Federal Government: Get creative and forget about BVN funds
The Federal Government in its culture of laziness as it searches for easy money has set its sights on monies deposited in banks by individuals and organisations. This hunt by the FG is predicated on an estimated 46 million bank accounts which are not linked to any Bank Verification Number (BVN).
This has of course begged the question; why is the government always so desperate for ‘free money’? When other progressive nations are thinking of how to expand economic activity and invariably, increase the amount of money their citizens have in bank accounts, Nigeria’s government has for weeks been scheming to take money out of corporate and individual accounts.
We however believe that the government should instead be more creative in its approach to managing the economy. The economic diversification chant should go beyond rhetoric, but given a strategic, committed, intelligent push. Different sectors of the economy from Agriculture, to Mining, Manufacturing, Technology and so many others only need concerted efforts to start blossoming.
The present administration has in the last two years, favoured issuance of bonds and all sorts of debt instruments to stay afloat. If the government has however run out of places to get easy cash, the cash deposited in banks by Nigerian citizens and possibly non-citizens cannot be the way out.
In fact, as noted in some quarters, such an action might send a wrong signal to foreign investors and the international community. At a time when the country seems to have made appreciable growth in ease of doing business, it therefore defies logic that investors will be expected to troop into a country where government can wake up, and clamp down on any “loose cash” in sight.
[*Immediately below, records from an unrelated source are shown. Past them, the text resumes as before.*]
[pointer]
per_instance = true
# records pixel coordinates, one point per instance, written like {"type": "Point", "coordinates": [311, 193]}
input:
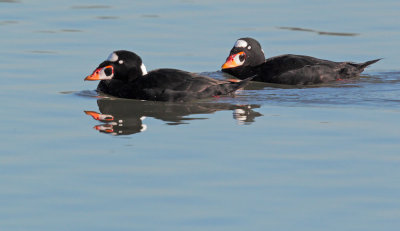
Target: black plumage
{"type": "Point", "coordinates": [122, 76]}
{"type": "Point", "coordinates": [247, 59]}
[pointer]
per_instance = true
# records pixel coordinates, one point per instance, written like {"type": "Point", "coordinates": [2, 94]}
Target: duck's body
{"type": "Point", "coordinates": [169, 85]}
{"type": "Point", "coordinates": [247, 59]}
{"type": "Point", "coordinates": [133, 82]}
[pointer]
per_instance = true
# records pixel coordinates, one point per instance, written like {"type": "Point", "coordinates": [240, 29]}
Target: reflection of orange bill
{"type": "Point", "coordinates": [98, 116]}
{"type": "Point", "coordinates": [107, 128]}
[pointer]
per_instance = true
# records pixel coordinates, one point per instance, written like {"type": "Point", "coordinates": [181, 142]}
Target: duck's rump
{"type": "Point", "coordinates": [300, 69]}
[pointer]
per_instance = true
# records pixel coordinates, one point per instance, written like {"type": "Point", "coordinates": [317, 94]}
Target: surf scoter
{"type": "Point", "coordinates": [124, 75]}
{"type": "Point", "coordinates": [247, 59]}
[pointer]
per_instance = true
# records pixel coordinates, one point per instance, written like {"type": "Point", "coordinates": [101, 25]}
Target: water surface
{"type": "Point", "coordinates": [272, 158]}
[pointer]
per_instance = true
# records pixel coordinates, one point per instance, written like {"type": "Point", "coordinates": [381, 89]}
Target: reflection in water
{"type": "Point", "coordinates": [91, 7]}
{"type": "Point", "coordinates": [124, 117]}
{"type": "Point", "coordinates": [318, 32]}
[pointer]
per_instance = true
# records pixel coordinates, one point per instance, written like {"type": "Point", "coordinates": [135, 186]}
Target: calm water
{"type": "Point", "coordinates": [271, 158]}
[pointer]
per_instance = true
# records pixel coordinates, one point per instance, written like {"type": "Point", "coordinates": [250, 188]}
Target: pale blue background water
{"type": "Point", "coordinates": [321, 158]}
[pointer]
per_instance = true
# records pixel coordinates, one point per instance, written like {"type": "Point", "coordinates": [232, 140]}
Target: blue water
{"type": "Point", "coordinates": [272, 158]}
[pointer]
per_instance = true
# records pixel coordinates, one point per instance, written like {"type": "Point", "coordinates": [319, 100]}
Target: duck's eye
{"type": "Point", "coordinates": [108, 71]}
{"type": "Point", "coordinates": [242, 57]}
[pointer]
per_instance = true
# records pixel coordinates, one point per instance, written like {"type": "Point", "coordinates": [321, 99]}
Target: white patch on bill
{"type": "Point", "coordinates": [112, 57]}
{"type": "Point", "coordinates": [144, 71]}
{"type": "Point", "coordinates": [241, 43]}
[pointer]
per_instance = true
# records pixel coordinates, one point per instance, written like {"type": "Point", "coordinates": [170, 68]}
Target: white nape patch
{"type": "Point", "coordinates": [144, 128]}
{"type": "Point", "coordinates": [112, 57]}
{"type": "Point", "coordinates": [241, 43]}
{"type": "Point", "coordinates": [144, 71]}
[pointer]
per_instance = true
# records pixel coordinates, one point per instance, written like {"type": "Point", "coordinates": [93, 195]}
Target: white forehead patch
{"type": "Point", "coordinates": [241, 43]}
{"type": "Point", "coordinates": [144, 71]}
{"type": "Point", "coordinates": [112, 57]}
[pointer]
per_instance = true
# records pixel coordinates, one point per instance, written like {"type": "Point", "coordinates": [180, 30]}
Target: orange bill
{"type": "Point", "coordinates": [230, 61]}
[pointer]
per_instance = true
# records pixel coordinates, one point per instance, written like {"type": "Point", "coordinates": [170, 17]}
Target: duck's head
{"type": "Point", "coordinates": [122, 65]}
{"type": "Point", "coordinates": [246, 52]}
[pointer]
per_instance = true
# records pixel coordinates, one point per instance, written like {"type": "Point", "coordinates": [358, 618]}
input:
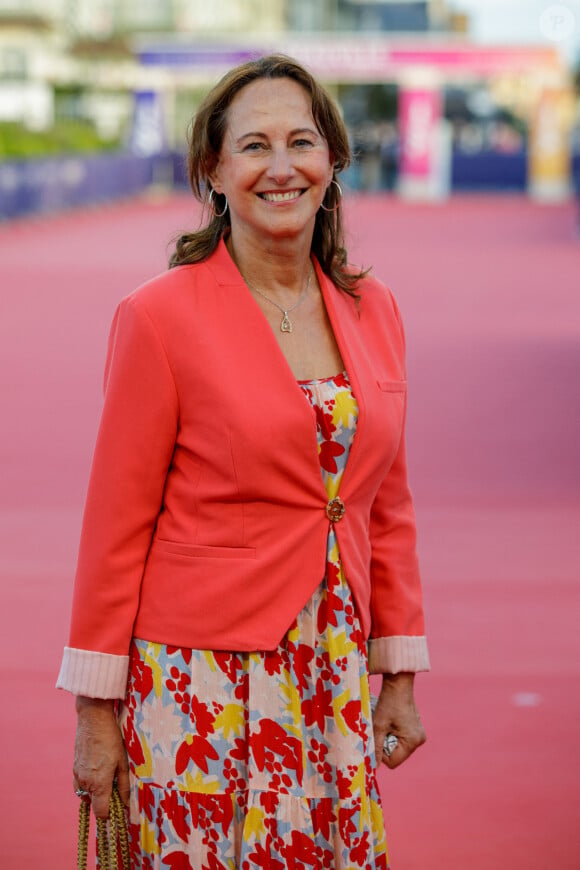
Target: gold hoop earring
{"type": "Point", "coordinates": [337, 206]}
{"type": "Point", "coordinates": [212, 206]}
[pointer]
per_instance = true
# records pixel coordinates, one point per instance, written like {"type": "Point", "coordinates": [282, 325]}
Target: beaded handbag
{"type": "Point", "coordinates": [112, 837]}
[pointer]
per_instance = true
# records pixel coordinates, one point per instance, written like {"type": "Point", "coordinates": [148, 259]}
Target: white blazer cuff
{"type": "Point", "coordinates": [393, 655]}
{"type": "Point", "coordinates": [93, 674]}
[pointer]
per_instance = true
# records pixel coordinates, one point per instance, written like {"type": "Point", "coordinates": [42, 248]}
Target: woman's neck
{"type": "Point", "coordinates": [279, 266]}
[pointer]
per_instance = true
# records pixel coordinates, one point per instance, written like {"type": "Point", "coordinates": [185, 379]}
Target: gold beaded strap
{"type": "Point", "coordinates": [112, 836]}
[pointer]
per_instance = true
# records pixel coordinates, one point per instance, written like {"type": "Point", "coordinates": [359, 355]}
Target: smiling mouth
{"type": "Point", "coordinates": [282, 196]}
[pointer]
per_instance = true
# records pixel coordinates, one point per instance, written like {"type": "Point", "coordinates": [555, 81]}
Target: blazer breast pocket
{"type": "Point", "coordinates": [392, 386]}
{"type": "Point", "coordinates": [197, 551]}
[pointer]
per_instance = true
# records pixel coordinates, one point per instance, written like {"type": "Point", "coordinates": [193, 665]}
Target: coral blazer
{"type": "Point", "coordinates": [206, 517]}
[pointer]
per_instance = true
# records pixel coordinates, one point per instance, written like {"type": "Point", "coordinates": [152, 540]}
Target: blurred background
{"type": "Point", "coordinates": [464, 119]}
{"type": "Point", "coordinates": [438, 96]}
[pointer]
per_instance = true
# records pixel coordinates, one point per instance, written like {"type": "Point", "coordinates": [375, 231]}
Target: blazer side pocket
{"type": "Point", "coordinates": [197, 551]}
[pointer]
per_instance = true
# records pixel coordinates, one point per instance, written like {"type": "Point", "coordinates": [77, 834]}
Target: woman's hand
{"type": "Point", "coordinates": [100, 754]}
{"type": "Point", "coordinates": [397, 714]}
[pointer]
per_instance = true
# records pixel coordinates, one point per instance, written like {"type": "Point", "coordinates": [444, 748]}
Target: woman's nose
{"type": "Point", "coordinates": [280, 167]}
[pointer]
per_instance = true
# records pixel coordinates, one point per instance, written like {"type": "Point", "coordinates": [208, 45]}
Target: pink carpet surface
{"type": "Point", "coordinates": [489, 287]}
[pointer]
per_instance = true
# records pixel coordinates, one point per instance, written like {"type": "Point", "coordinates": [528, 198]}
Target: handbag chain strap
{"type": "Point", "coordinates": [111, 837]}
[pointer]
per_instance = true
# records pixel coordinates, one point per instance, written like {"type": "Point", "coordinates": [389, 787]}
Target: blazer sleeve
{"type": "Point", "coordinates": [397, 639]}
{"type": "Point", "coordinates": [133, 452]}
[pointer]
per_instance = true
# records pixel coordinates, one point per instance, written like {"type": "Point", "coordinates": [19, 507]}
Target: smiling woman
{"type": "Point", "coordinates": [248, 546]}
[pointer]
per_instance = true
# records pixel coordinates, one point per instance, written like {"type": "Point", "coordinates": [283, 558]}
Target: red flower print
{"type": "Point", "coordinates": [146, 802]}
{"type": "Point", "coordinates": [343, 785]}
{"type": "Point", "coordinates": [346, 825]}
{"type": "Point", "coordinates": [177, 861]}
{"type": "Point", "coordinates": [323, 818]}
{"type": "Point", "coordinates": [328, 450]}
{"type": "Point", "coordinates": [196, 749]}
{"type": "Point", "coordinates": [261, 857]}
{"type": "Point", "coordinates": [320, 707]}
{"type": "Point", "coordinates": [240, 750]}
{"type": "Point", "coordinates": [273, 662]}
{"type": "Point", "coordinates": [133, 744]}
{"type": "Point", "coordinates": [300, 851]}
{"type": "Point", "coordinates": [360, 851]}
{"type": "Point", "coordinates": [229, 663]}
{"type": "Point", "coordinates": [223, 813]}
{"type": "Point", "coordinates": [352, 716]}
{"type": "Point", "coordinates": [272, 736]}
{"type": "Point", "coordinates": [141, 674]}
{"type": "Point", "coordinates": [177, 813]}
{"type": "Point", "coordinates": [301, 664]}
{"type": "Point", "coordinates": [201, 717]}
{"type": "Point", "coordinates": [213, 863]}
{"type": "Point", "coordinates": [269, 800]}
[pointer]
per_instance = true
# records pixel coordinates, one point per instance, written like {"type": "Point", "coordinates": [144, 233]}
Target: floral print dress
{"type": "Point", "coordinates": [262, 759]}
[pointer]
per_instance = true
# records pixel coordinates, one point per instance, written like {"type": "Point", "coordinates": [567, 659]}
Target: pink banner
{"type": "Point", "coordinates": [419, 113]}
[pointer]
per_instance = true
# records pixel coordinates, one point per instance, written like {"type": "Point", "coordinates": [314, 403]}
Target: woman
{"type": "Point", "coordinates": [248, 526]}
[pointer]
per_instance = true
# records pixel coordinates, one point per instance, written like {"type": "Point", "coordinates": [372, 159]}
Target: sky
{"type": "Point", "coordinates": [525, 21]}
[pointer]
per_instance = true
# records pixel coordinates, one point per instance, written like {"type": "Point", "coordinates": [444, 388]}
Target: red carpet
{"type": "Point", "coordinates": [490, 292]}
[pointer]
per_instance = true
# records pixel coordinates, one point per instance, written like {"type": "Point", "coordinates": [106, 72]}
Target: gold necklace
{"type": "Point", "coordinates": [285, 323]}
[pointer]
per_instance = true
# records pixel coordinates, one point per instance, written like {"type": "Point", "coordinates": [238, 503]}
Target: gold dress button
{"type": "Point", "coordinates": [335, 509]}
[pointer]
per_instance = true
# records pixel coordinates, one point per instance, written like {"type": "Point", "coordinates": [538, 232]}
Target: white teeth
{"type": "Point", "coordinates": [281, 197]}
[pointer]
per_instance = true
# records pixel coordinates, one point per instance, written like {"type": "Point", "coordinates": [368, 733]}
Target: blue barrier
{"type": "Point", "coordinates": [51, 184]}
{"type": "Point", "coordinates": [489, 170]}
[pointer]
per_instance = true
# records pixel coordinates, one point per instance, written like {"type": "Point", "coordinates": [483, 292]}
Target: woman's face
{"type": "Point", "coordinates": [274, 166]}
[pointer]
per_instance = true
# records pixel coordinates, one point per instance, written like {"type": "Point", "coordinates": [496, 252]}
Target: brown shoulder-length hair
{"type": "Point", "coordinates": [205, 138]}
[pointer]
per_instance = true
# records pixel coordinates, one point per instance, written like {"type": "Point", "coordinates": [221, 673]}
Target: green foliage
{"type": "Point", "coordinates": [66, 137]}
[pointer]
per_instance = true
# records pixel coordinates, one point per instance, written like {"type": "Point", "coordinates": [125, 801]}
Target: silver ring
{"type": "Point", "coordinates": [390, 744]}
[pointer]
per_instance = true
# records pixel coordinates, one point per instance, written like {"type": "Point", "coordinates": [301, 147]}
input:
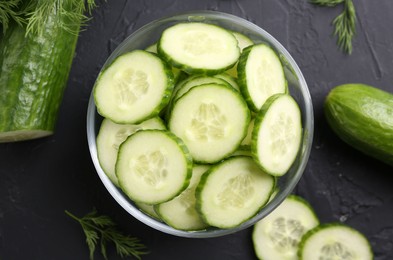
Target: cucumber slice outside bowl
{"type": "Point", "coordinates": [297, 87]}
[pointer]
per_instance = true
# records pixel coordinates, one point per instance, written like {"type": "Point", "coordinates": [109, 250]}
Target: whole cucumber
{"type": "Point", "coordinates": [362, 116]}
{"type": "Point", "coordinates": [33, 75]}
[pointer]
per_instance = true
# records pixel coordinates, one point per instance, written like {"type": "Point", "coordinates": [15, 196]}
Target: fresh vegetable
{"type": "Point", "coordinates": [101, 229]}
{"type": "Point", "coordinates": [181, 212]}
{"type": "Point", "coordinates": [208, 121]}
{"type": "Point", "coordinates": [260, 75]}
{"type": "Point", "coordinates": [212, 120]}
{"type": "Point", "coordinates": [111, 135]}
{"type": "Point", "coordinates": [362, 116]}
{"type": "Point", "coordinates": [153, 166]}
{"type": "Point", "coordinates": [199, 48]}
{"type": "Point", "coordinates": [334, 241]}
{"type": "Point", "coordinates": [292, 231]}
{"type": "Point", "coordinates": [277, 134]}
{"type": "Point", "coordinates": [277, 235]}
{"type": "Point", "coordinates": [36, 53]}
{"type": "Point", "coordinates": [233, 191]}
{"type": "Point", "coordinates": [344, 23]}
{"type": "Point", "coordinates": [135, 87]}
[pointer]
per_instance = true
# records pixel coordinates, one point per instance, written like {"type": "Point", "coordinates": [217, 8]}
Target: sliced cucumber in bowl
{"type": "Point", "coordinates": [277, 235]}
{"type": "Point", "coordinates": [233, 191]}
{"type": "Point", "coordinates": [277, 134]}
{"type": "Point", "coordinates": [237, 116]}
{"type": "Point", "coordinates": [334, 241]}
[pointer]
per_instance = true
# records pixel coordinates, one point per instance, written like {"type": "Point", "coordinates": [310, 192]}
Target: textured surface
{"type": "Point", "coordinates": [40, 179]}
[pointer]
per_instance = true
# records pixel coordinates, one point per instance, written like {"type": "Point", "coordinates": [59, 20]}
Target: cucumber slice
{"type": "Point", "coordinates": [176, 72]}
{"type": "Point", "coordinates": [196, 81]}
{"type": "Point", "coordinates": [260, 75]}
{"type": "Point", "coordinates": [277, 134]}
{"type": "Point", "coordinates": [334, 241]}
{"type": "Point", "coordinates": [246, 143]}
{"type": "Point", "coordinates": [199, 48]}
{"type": "Point", "coordinates": [242, 41]}
{"type": "Point", "coordinates": [148, 210]}
{"type": "Point", "coordinates": [181, 213]}
{"type": "Point", "coordinates": [228, 78]}
{"type": "Point", "coordinates": [212, 120]}
{"type": "Point", "coordinates": [153, 166]}
{"type": "Point", "coordinates": [135, 87]}
{"type": "Point", "coordinates": [233, 191]}
{"type": "Point", "coordinates": [277, 236]}
{"type": "Point", "coordinates": [111, 135]}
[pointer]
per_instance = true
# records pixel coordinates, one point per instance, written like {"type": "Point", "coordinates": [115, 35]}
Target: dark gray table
{"type": "Point", "coordinates": [40, 179]}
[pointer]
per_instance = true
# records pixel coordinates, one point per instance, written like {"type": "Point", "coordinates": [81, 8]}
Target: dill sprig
{"type": "Point", "coordinates": [9, 12]}
{"type": "Point", "coordinates": [101, 229]}
{"type": "Point", "coordinates": [344, 23]}
{"type": "Point", "coordinates": [34, 14]}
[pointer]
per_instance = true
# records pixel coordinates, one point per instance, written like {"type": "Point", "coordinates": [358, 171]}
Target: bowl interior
{"type": "Point", "coordinates": [148, 35]}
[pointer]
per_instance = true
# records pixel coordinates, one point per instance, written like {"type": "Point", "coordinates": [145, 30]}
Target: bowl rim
{"type": "Point", "coordinates": [216, 232]}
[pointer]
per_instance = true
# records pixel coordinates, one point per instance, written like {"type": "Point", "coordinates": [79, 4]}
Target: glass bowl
{"type": "Point", "coordinates": [148, 35]}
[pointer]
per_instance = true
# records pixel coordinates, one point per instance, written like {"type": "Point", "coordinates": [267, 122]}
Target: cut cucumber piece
{"type": "Point", "coordinates": [176, 72]}
{"type": "Point", "coordinates": [260, 75]}
{"type": "Point", "coordinates": [334, 241]}
{"type": "Point", "coordinates": [277, 235]}
{"type": "Point", "coordinates": [111, 135]}
{"type": "Point", "coordinates": [135, 87]}
{"type": "Point", "coordinates": [148, 210]}
{"type": "Point", "coordinates": [228, 78]}
{"type": "Point", "coordinates": [181, 213]}
{"type": "Point", "coordinates": [153, 166]}
{"type": "Point", "coordinates": [277, 134]}
{"type": "Point", "coordinates": [242, 42]}
{"type": "Point", "coordinates": [246, 143]}
{"type": "Point", "coordinates": [199, 48]}
{"type": "Point", "coordinates": [212, 120]}
{"type": "Point", "coordinates": [233, 191]}
{"type": "Point", "coordinates": [196, 81]}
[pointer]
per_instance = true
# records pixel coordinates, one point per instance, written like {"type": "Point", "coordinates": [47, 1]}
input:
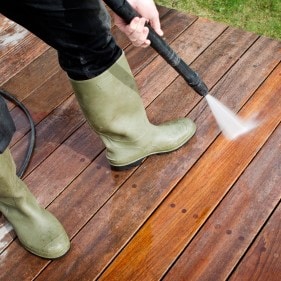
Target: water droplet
{"type": "Point", "coordinates": [230, 124]}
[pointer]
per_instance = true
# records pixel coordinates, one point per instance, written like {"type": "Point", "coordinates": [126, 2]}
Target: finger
{"type": "Point", "coordinates": [155, 24]}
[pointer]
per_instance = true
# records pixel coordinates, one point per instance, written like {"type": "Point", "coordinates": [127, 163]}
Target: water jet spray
{"type": "Point", "coordinates": [231, 125]}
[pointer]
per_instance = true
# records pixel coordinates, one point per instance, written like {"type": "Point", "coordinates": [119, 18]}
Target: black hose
{"type": "Point", "coordinates": [30, 148]}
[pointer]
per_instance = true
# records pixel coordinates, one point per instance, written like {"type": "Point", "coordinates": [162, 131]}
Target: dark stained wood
{"type": "Point", "coordinates": [208, 211]}
{"type": "Point", "coordinates": [262, 261]}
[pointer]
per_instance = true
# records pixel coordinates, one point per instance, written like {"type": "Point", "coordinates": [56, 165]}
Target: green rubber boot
{"type": "Point", "coordinates": [37, 229]}
{"type": "Point", "coordinates": [114, 109]}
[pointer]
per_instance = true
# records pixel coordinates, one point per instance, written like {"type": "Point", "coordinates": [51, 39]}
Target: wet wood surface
{"type": "Point", "coordinates": [209, 211]}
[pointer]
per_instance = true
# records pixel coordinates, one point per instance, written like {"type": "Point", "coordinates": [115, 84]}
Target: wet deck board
{"type": "Point", "coordinates": [207, 211]}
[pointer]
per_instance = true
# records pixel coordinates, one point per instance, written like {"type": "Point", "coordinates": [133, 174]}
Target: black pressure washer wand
{"type": "Point", "coordinates": [124, 10]}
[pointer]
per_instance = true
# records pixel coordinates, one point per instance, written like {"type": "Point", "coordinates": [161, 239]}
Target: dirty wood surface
{"type": "Point", "coordinates": [208, 211]}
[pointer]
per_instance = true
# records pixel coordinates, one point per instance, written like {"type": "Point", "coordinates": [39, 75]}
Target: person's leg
{"type": "Point", "coordinates": [80, 31]}
{"type": "Point", "coordinates": [103, 82]}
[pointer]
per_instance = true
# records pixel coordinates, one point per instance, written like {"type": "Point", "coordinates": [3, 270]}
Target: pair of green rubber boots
{"type": "Point", "coordinates": [114, 109]}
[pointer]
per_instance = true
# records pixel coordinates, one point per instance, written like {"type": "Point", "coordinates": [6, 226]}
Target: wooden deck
{"type": "Point", "coordinates": [209, 211]}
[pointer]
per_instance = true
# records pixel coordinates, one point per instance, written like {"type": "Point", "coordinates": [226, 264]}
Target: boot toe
{"type": "Point", "coordinates": [54, 249]}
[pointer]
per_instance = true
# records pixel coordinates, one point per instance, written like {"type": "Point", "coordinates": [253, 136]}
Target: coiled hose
{"type": "Point", "coordinates": [31, 145]}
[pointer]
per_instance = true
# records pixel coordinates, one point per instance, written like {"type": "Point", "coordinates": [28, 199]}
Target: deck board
{"type": "Point", "coordinates": [171, 217]}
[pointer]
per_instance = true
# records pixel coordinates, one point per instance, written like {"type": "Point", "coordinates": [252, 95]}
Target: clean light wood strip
{"type": "Point", "coordinates": [227, 234]}
{"type": "Point", "coordinates": [181, 215]}
{"type": "Point", "coordinates": [113, 225]}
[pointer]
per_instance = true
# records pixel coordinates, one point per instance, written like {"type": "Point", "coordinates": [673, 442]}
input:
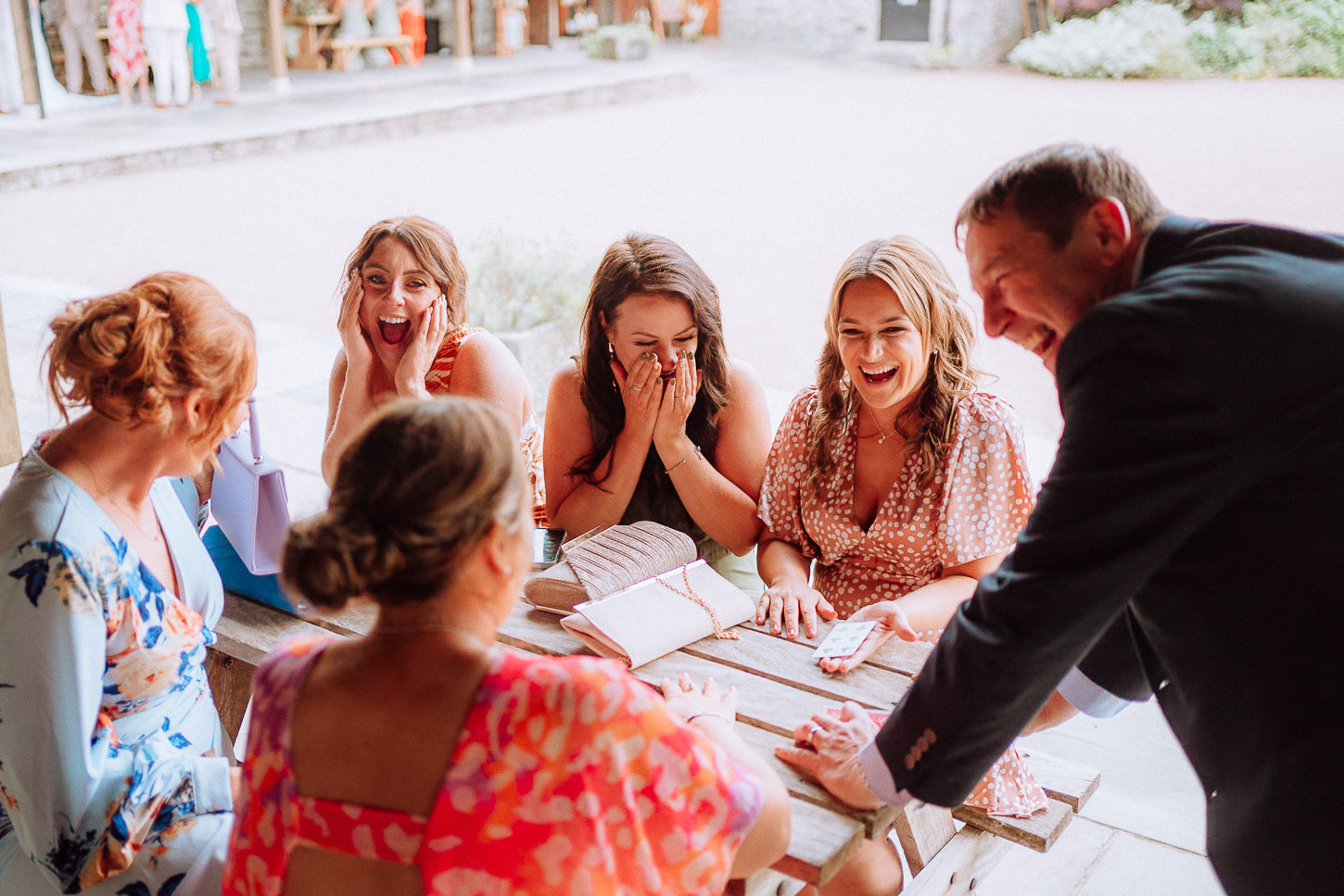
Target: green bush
{"type": "Point", "coordinates": [1138, 39]}
{"type": "Point", "coordinates": [517, 284]}
{"type": "Point", "coordinates": [1300, 36]}
{"type": "Point", "coordinates": [1146, 39]}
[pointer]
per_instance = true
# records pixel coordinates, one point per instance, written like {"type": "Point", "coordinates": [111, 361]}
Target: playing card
{"type": "Point", "coordinates": [843, 639]}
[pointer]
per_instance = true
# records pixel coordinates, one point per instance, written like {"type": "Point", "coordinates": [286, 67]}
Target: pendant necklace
{"type": "Point", "coordinates": [881, 436]}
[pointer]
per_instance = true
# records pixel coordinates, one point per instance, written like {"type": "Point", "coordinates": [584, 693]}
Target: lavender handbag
{"type": "Point", "coordinates": [248, 498]}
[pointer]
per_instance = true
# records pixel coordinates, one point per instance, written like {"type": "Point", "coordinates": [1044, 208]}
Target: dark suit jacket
{"type": "Point", "coordinates": [1195, 513]}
The government’s decision like virtually every other endeavour of the present administration revolves around anti-corruption. But the simple logic which should have perhaps been allowed to prevail is that; accounts without BVN remain barred from transactions until it is done. Going beyond this to convert these monies into government use is cynical, and a lazy way to raise funds.
Nigeria’s public debt as at June stands at N19.6 trillion (US$64.2 billion), which is about 16 percent of the 2016 GDP of US$405 billion. However, confiscating banks depositors’ funds through this BVN strategy, is far from being ingenious as a way of meeting the government’s growing financial obligations. Apart from the existing debt, there are also plans for a $5.5 billion eurobond. Nigerians remember only too well, the tortuous past of struggling to pay series of foreign debts which accumulated mostly through the military era. But this administration has not only favoured borrowing, but appears to have run out of potential foreign creditors, borrowed excessively from domestic banks, and now, simply wants to take by force, what it hasn’t been smart enough to build up on its own.
As some reason in line with the government’s argument; ill gotten wealth could account for the chunk of the accounts without BVN. However, there are potentially millions of people in the diaspora, even in prison, or incapacitated one way or the other, and regardless of their conditions, have the right to access their funds whenever they are able to enrol for BVN. Until this is done, access to the funds only needs to be restricted, not converted to government use.